The Olympus Scope Lawsuits Also Include VRE
While CRE outbreaks brought national attention to contaminated duodenoscopes, newer lawsuits make clear that these cases are not limited to a single type of bacteria.
Some recent complaints allege infections involving vancomycin resistant Enterococcus, or VRE, another dangerous drug resistant organism commonly found in hospital settings. Like CRE, VRE is difficult to treat and can cause bloodstream infections, sepsis, and death, especially in already vulnerable patients.
In one recent case, plaintiffs allege that a patient developed VRE bacteremia within days of undergoing an ERCP procedure with an Olympus duodenoscope. The infection progressed rapidly, leading to septic shock, multiple hospitalizations, and ultimately death.
The significance of these allegations is easy for a jury to understand. The Olympus litigation is not frozen in the early outbreak years and is not limited to one class of bacteria. Plaintiffs now contend that contaminated duodenoscopes transmitted a broader range of drug resistant organisms, reinforcing the core claim that the design allowed dangerous pathogens to move from one patient to the next.
What Did Olympus Know, and When Did It Know It?
This is the question at the heart of every duodenoscope lawsuit. The evidence already available creates serious problems for Olympus.

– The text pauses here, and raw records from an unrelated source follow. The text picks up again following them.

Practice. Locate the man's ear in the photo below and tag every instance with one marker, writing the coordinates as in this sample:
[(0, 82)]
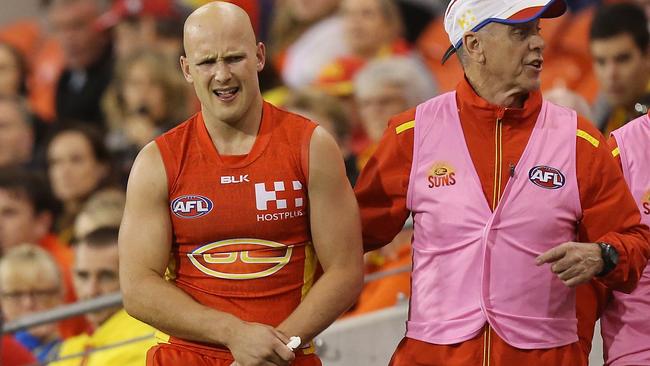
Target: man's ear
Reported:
[(185, 67), (473, 47), (260, 55)]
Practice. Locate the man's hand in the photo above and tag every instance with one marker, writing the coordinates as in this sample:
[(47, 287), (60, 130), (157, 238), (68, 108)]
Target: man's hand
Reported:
[(574, 263), (254, 344)]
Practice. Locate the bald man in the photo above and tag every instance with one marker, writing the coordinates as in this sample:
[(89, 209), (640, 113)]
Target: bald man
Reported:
[(231, 216)]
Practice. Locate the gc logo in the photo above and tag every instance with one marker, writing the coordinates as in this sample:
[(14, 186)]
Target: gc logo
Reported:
[(224, 260)]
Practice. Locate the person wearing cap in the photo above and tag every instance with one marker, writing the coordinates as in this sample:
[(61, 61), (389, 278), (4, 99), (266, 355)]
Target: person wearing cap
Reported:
[(625, 324), (515, 202)]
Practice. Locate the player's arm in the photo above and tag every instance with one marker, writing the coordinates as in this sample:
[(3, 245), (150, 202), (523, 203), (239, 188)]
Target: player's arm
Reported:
[(383, 183), (336, 235), (144, 247)]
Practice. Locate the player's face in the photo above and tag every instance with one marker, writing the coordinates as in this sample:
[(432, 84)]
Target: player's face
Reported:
[(513, 54), (222, 64)]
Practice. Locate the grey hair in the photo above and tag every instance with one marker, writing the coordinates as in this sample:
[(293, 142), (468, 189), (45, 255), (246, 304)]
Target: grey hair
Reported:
[(408, 72)]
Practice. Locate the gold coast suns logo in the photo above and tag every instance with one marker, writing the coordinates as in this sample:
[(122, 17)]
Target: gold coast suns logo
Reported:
[(241, 259), (440, 175)]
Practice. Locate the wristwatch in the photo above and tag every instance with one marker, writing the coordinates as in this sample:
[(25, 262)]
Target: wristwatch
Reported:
[(610, 258)]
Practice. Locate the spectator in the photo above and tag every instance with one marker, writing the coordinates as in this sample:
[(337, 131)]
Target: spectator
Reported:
[(328, 112), (144, 24), (78, 164), (96, 274), (619, 41), (372, 29), (17, 136), (88, 59), (103, 209), (30, 282), (27, 210), (146, 98), (384, 88), (13, 72), (305, 36)]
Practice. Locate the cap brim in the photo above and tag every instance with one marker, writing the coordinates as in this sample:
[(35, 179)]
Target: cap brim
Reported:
[(552, 9), (450, 51)]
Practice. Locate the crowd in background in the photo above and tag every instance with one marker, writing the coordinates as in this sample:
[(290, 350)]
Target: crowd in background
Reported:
[(86, 84)]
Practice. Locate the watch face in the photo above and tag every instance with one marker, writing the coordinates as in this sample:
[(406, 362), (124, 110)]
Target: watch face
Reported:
[(613, 254)]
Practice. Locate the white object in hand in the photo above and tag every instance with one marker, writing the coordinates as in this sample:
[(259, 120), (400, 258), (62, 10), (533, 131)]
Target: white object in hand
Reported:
[(294, 342)]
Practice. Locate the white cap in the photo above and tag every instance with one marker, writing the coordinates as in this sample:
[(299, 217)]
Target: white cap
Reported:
[(471, 15)]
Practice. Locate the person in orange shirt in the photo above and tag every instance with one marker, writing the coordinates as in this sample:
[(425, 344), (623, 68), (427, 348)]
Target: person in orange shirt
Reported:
[(619, 43), (242, 204), (497, 113), (26, 216)]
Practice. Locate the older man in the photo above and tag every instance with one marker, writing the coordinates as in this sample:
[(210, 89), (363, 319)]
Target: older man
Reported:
[(515, 202), (625, 324), (247, 199)]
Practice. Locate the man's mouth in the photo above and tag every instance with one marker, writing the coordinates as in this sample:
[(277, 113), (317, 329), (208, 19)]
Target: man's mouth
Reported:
[(226, 94), (537, 64)]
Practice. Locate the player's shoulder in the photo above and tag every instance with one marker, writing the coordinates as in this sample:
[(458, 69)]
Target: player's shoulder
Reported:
[(402, 122), (181, 129), (587, 134), (286, 118)]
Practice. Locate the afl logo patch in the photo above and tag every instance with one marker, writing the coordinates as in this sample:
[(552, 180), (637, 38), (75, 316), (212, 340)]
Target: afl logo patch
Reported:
[(546, 177), (191, 206)]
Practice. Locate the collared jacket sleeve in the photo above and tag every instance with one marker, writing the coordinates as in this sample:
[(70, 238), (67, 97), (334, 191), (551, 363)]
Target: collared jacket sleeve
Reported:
[(610, 214)]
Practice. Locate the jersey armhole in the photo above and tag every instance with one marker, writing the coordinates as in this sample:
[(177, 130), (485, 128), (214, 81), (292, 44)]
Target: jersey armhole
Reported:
[(304, 151), (169, 164)]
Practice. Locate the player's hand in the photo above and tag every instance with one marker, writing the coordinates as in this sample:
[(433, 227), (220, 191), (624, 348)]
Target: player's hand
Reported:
[(254, 344), (574, 263)]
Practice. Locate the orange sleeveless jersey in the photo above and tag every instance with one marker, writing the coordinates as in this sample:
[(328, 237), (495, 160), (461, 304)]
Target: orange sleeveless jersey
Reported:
[(241, 236)]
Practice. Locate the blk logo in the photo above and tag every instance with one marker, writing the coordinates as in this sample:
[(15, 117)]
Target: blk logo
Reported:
[(191, 206), (546, 177), (263, 196)]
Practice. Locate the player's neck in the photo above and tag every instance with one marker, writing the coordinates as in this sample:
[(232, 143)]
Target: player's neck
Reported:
[(236, 137)]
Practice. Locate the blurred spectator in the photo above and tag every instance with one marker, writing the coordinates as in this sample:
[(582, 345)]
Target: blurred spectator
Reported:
[(27, 210), (619, 41), (305, 36), (13, 353), (144, 24), (328, 112), (146, 98), (17, 135), (384, 88), (103, 209), (88, 59), (30, 282), (372, 29), (567, 98), (13, 72), (96, 274), (78, 164)]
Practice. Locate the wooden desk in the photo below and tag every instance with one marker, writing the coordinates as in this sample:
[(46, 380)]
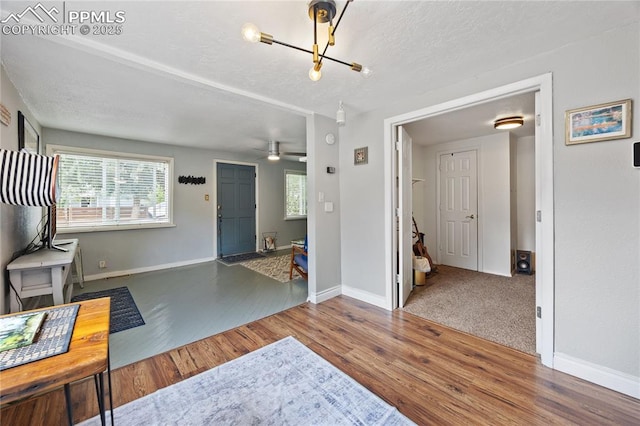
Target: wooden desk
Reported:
[(88, 355), (44, 272)]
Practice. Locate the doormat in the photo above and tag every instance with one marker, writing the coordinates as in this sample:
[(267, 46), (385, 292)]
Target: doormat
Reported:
[(124, 312), (237, 258)]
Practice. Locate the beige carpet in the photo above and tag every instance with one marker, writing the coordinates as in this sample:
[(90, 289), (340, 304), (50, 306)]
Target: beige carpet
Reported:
[(276, 267), (496, 308)]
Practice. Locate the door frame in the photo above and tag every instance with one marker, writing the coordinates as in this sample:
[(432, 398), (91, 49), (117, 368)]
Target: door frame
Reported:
[(545, 270), (214, 191)]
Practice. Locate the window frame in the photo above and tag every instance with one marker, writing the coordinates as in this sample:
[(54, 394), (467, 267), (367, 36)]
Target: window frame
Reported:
[(295, 172), (72, 150)]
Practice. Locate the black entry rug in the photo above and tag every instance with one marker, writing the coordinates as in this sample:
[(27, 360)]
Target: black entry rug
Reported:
[(237, 258), (124, 312)]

Olympus is a Japanese multinational that dominates the global market for gastrointestinal endoscopes. The company holds a large share of the worldwide market for these devices. In the United States, Olympus duodenoscopes were and remain among the most commonly used devices for ERCP. The scale matters because Olympus was not a small player selling a niche device. It dominated a market involving a high volume procedure performed on hundreds of thousands of patients every year.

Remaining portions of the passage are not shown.